Cutler tried an insulin pump early on, but quickly decided that injections were easier (and pumps aren’t really designed for NFL football games). After some trial and error, he learned to go into the game with a blood sugar between 100 and 150 mg/dL and then check every time he comes off the field during the first and second quarters. If he is low, there is always Gatorade nearby—the drink players pour from a barrel over the coach after every win. By half time, Cutler says, he pretty much knows where his blood sugar is going to be for the rest of the game. That’s the routine he’s been following for the past two years.
“I check more than average people do,” he says. “I always want to see where I’m at. So if I start getting over 200 before we take off for a road game, I have no problem sticking myself on the plane in front of everybody. I check when we land, too. I always have a Snickers or Milky Way nearby to offset a low.” Cutler takes Humalog before meals during the day and long-acting Lantus at night. His most recent A1C was 6.1%.
This proactive approach to injections follows Cutler off the field as well. When he’s at a restaurant, the Humalog pen appears as soon as the food is served. He says, “I’m really not embarrassed about it, and I know that many people are private about taking an injection and will excuse themselves to go the restroom. I inject right at the table. It’s a disease that I’ve got. It isn’t my fault, and I deal with it the best I can.”
While leading the Chicago Bears to the NFC Championship game against Green Bay last season, Cutler was the most-sacked quarterback in the NFL. After getting tackled before the end of the first half, he tore a ligament in his left knee. He tried to start the third quarter, but was pulled out of the game.
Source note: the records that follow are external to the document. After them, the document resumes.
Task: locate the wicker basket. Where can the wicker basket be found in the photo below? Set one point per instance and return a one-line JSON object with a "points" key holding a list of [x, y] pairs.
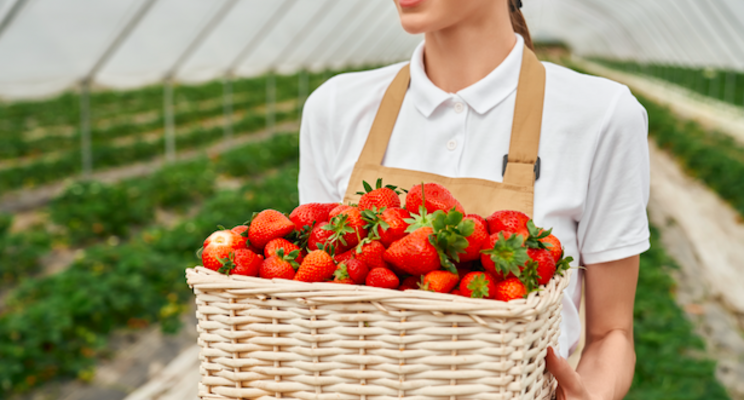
{"points": [[264, 339]]}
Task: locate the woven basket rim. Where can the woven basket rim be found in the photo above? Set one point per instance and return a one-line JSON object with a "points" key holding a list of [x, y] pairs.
{"points": [[333, 293]]}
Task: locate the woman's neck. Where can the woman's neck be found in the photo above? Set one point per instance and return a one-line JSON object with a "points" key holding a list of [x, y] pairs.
{"points": [[461, 55]]}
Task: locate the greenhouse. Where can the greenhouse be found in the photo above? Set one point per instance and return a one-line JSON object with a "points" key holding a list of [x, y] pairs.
{"points": [[131, 130]]}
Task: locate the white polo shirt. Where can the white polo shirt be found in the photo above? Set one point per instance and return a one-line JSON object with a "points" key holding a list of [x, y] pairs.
{"points": [[594, 177]]}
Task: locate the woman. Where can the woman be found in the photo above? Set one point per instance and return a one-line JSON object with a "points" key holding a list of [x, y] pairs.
{"points": [[460, 116]]}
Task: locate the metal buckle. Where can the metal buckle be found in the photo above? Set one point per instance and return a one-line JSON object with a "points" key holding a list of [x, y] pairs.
{"points": [[506, 161]]}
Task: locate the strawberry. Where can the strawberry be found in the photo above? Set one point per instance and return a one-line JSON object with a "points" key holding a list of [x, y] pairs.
{"points": [[545, 264], [318, 236], [318, 266], [372, 253], [357, 270], [388, 224], [347, 227], [220, 246], [414, 254], [378, 197], [554, 246], [478, 285], [311, 213], [439, 281], [508, 221], [280, 265], [345, 256], [475, 241], [383, 278], [281, 243], [242, 230], [267, 225], [503, 255], [410, 283], [478, 218], [433, 196], [510, 289]]}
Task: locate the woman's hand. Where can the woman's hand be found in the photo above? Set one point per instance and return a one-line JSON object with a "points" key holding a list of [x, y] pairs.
{"points": [[570, 385]]}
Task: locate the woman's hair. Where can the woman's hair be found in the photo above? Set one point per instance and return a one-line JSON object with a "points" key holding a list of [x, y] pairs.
{"points": [[518, 22]]}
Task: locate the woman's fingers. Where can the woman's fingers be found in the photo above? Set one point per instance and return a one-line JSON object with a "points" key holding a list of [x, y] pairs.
{"points": [[568, 379]]}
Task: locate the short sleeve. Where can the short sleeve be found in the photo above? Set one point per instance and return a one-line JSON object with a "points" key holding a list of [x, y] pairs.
{"points": [[614, 224], [317, 151]]}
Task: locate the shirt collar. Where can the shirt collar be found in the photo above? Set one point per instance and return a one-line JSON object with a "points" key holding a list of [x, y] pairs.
{"points": [[480, 96]]}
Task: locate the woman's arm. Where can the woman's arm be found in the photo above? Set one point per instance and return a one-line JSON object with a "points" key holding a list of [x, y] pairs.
{"points": [[608, 360]]}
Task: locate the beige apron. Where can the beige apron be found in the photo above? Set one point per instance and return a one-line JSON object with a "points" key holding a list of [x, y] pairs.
{"points": [[478, 196]]}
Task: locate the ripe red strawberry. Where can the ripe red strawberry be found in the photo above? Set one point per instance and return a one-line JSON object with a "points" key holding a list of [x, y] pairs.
{"points": [[280, 265], [347, 227], [310, 214], [281, 243], [220, 245], [318, 266], [554, 246], [390, 224], [475, 241], [508, 221], [503, 255], [478, 285], [318, 236], [545, 264], [437, 197], [414, 254], [267, 225], [372, 252], [246, 262], [412, 282], [383, 278], [357, 270], [345, 256], [242, 230], [378, 197], [510, 289], [440, 281], [480, 219]]}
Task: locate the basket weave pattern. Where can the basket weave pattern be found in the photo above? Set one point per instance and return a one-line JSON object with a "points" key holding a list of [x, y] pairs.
{"points": [[264, 339]]}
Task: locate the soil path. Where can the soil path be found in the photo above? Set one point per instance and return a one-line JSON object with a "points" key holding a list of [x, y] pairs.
{"points": [[709, 112]]}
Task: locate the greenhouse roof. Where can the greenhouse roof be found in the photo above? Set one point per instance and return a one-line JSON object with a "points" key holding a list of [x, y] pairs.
{"points": [[47, 46]]}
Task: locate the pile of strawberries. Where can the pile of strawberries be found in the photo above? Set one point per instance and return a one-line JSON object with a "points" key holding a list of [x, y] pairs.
{"points": [[427, 244]]}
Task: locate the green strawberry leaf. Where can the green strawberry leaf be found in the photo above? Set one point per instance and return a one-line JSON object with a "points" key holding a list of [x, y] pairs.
{"points": [[508, 254]]}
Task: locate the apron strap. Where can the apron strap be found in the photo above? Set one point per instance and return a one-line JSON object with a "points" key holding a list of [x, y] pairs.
{"points": [[525, 137], [382, 128]]}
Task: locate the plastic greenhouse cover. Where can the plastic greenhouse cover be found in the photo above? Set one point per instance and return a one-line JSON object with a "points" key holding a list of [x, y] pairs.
{"points": [[47, 46]]}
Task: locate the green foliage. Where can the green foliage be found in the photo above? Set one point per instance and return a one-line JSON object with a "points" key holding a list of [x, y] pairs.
{"points": [[713, 157], [667, 365], [724, 85], [92, 209]]}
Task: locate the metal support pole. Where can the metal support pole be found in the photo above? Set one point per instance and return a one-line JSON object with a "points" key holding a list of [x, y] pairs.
{"points": [[270, 101], [85, 148], [729, 94], [228, 106], [304, 84], [170, 134]]}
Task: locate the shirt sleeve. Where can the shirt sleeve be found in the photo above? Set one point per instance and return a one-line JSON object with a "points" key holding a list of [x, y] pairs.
{"points": [[614, 224], [317, 151]]}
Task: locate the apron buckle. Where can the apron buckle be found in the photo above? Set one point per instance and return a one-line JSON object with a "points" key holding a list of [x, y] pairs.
{"points": [[506, 161]]}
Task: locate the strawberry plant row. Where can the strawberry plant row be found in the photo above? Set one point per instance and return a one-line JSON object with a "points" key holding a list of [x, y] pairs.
{"points": [[108, 155], [713, 157], [57, 326], [91, 210], [723, 85], [668, 365]]}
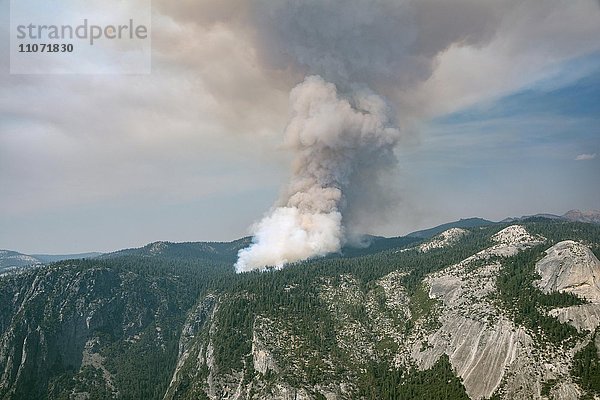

As this took place on the field, blogs and sports talk show hosts who didn’t know about his injury started in about his lack of “toughness” and “commitment to being a team leader.” And soon the words, “Well, he is a diabetic,” followed. Cutler ignored all of it. “They just don’t know about the disease,” he says of critics who throw the D-word at him. “When they use diabetes as the reason for a bad game, I can say I’ve played more good games than bad ones with diabetes.”
Right now, when not looking for an open receiver downfield, Cutler’s eyes are on the most recent test results. In both venues, things seem to be working just fine.